SPECS

Distributed OP5 Monitor

Introduction
------------
In accordance with our plans to conquer the world and deliver services
to large enterprices a more scalable version of Nagios and op5 Monitor 
need to be created.

Goal
----
Today the only way to scale op5 Monitor is to upgrade the hardware and we
have a strong need to scale beyond the limits of a single system.

The goal of this project is to add a better method to scale Nagios and 
by that also op5 Monitor for larger networks but also smaller in need of
redundancy.

This shall be done by adding posibilities to create distributed Monitoring
systems.


Specification
-------------
Two cornerstones are used

- NOC
Central monitoring server with responsibility for config, logs and so on.
In absence of a POLLER the NOC shall be able to also act as a POLLER.

- POLLER
Local or remote server that is responsible for executing of active checks
and receiving of passive check results.


Requirements
------------
Since timing of events are done on each client on its own, all servers
must be properly synchronized via NTP to the NOC servers. The NOC-servers
shall in turn be synchronized to the same low-stratum NTP-server(s), or
to a refclock.


Information flow
----------------

POLLER ---> NOC = check results
NOC <--> POLLER = Host & Service commands
NOC ---> POLLER = config (rsync? scp?)
NOC <--> NOC = everything (loadbalanced)

* All configuration is done from (one of) the NOCs
* local commands can be issued from both NOC and POLLER systems.

Definition of local commands

Host
 Disable & Enable Active Checks of this host
 Re-schedule the next check of this host
 Submit passive check result for this host
 Start & Stop accepting passive checks for this host
 Start & Stop obsessing over this host
 Acknowledge This Host Problem
 Remove Problem Acknowledgement
 Enable & Disable notifications for this host
 Delay Next Host Notification
 Schedule & Cancel downtime for this host
 Enable & Disable notifications for all services on this host
 Schedule a check of all services on this host
 Enable & Disable checks of all services on this host
 Enable & Disable event handler for this host
 Enable & Disable flap detection for this host

Service
 Enable & Disable Active Checks Of This Service
 Re-schedule Next Service Check
 Submit Passive Check Result For This Service
 Start & Stop Accepting Passive Checks For This Service
 Start & Stop Obsessing Over This Service
 Acknowledge This Service Problem
 Remove Problem Acknowledgement
 Enable & Disable Notifications For This Service
 Delay Next Service Notification
 Schedule Downtime For This Service
 Cancel Scheduled Downtime For This Service
 Enable & Disable Event Handler For This Service
 Enable & Disable Flap Detection For This Service


Technicalia
-----------
* Node-to-node communication setup:
  Upon startup, all nodes set up a listening socket and poll it
  (using select()) for inbound connections. Each new connection
  resets the timer.

  When the time is up, the noc hosts fires up a connect() attempt
  to each of the still unconnected pollers, using non-blocking
  sockets and polling for writability. The pollers check the
  listening socket for inbound connections from the nocs (how to
  solve peers?) and then initiate connections to the nocs themselves,
  again using non-blocking sockets, and writes their unsent events to
  binary logfiles, one for each noc (and peer?).
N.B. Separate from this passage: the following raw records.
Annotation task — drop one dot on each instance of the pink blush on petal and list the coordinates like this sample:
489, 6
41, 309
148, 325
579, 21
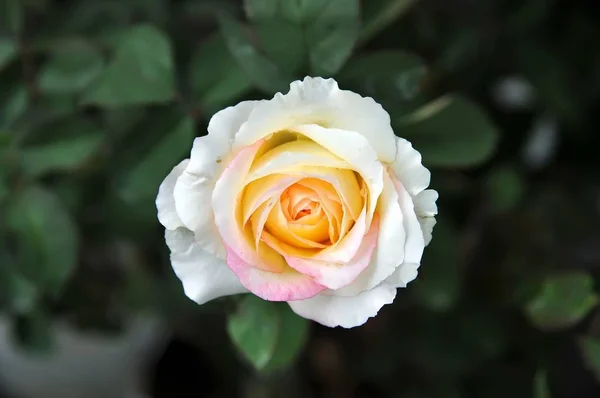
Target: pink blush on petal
336, 276
286, 286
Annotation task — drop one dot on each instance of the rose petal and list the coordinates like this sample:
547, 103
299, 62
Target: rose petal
425, 203
347, 312
415, 244
408, 168
228, 217
259, 191
390, 250
210, 153
354, 149
290, 155
279, 228
404, 274
204, 277
285, 286
336, 275
165, 200
320, 101
427, 224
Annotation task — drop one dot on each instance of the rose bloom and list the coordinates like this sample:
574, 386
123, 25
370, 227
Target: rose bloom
308, 198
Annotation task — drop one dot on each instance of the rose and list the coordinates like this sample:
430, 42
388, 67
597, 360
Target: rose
307, 198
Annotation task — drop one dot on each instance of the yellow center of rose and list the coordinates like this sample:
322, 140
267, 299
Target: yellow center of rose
300, 200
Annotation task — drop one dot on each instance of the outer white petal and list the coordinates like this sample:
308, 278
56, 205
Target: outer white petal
390, 250
408, 168
425, 205
204, 277
320, 101
165, 201
209, 153
194, 187
426, 209
415, 244
346, 312
427, 224
404, 274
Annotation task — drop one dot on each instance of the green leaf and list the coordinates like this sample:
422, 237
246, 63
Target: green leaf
254, 329
551, 78
540, 385
281, 35
563, 301
269, 335
261, 9
71, 69
590, 348
141, 71
332, 35
260, 70
11, 15
451, 131
142, 181
46, 237
283, 42
292, 337
393, 78
18, 294
14, 107
8, 51
379, 14
505, 188
439, 284
216, 78
33, 332
61, 155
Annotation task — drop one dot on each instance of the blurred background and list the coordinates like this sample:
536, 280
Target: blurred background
100, 99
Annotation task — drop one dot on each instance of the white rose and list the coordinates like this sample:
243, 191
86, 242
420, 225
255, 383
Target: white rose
307, 198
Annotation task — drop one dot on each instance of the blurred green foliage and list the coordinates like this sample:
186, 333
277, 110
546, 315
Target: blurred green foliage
99, 100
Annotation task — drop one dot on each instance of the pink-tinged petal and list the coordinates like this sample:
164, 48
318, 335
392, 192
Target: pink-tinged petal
285, 286
347, 312
165, 200
204, 277
347, 247
261, 190
390, 250
404, 274
227, 213
336, 275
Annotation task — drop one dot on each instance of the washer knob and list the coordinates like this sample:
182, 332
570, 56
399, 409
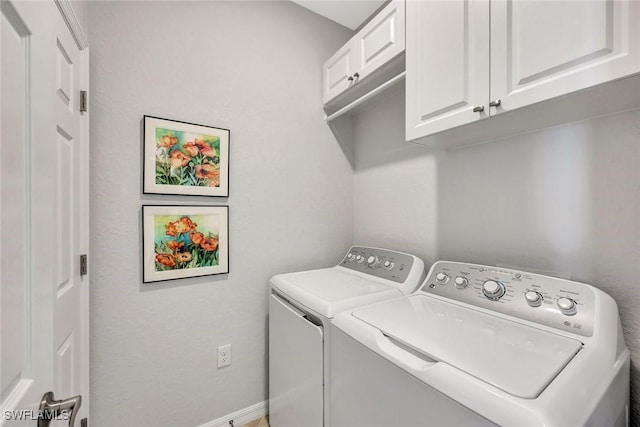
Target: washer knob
442, 278
534, 299
567, 306
372, 260
461, 282
493, 289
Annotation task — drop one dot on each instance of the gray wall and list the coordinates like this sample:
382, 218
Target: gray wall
254, 68
563, 200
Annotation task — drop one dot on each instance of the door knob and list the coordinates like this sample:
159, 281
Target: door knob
51, 409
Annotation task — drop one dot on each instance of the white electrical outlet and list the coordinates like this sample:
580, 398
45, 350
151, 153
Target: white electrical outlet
224, 355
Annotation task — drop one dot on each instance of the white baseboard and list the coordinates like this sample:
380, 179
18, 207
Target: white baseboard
240, 417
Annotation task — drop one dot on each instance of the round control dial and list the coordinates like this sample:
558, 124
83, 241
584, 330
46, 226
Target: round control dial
442, 278
461, 282
567, 306
493, 289
533, 298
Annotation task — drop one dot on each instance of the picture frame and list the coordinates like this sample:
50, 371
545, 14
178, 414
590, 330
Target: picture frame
185, 158
182, 241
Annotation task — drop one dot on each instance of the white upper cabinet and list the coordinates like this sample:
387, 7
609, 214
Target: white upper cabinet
544, 49
377, 43
471, 59
338, 72
447, 55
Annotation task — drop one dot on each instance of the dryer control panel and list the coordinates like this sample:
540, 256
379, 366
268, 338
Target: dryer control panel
554, 302
383, 263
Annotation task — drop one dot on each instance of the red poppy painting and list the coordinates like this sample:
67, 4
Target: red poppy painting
185, 158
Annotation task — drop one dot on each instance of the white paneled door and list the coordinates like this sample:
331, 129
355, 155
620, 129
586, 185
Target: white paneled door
43, 213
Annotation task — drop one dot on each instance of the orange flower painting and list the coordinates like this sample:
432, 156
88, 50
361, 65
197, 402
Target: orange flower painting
185, 158
184, 241
188, 241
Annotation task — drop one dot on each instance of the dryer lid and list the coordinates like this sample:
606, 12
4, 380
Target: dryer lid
329, 291
515, 358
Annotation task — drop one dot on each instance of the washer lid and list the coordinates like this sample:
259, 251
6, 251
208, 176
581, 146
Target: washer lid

  nocs and pollers alike both continuously check for inbound connections.

  When two hosts simultaneously connect to each other, a pulse shall
  be sent and read immediately. The node that first sent the pulse, as
  determined by gettimeofday(), shall maintain its connect()'ed socket.

* Daemon-Module communication:
  The daemon is responsible for creating the socket. When no socket is
  present the module shall utilize a binary logging interface and at
  each new event check for the presence of the socket. When the socket
  appears (is created by the daemon), the module shall connect to that
  socket and write() its data there instead. The daemon will take
  responsibility for sending and deleting the binary backlog.

  When the daemon is started but receives no pulse within twice the
  configured pulse_interval it shall assume that the Nagios process
  has died or is otherwise incapable of connect()ing to the socket
  and take appropriate actions.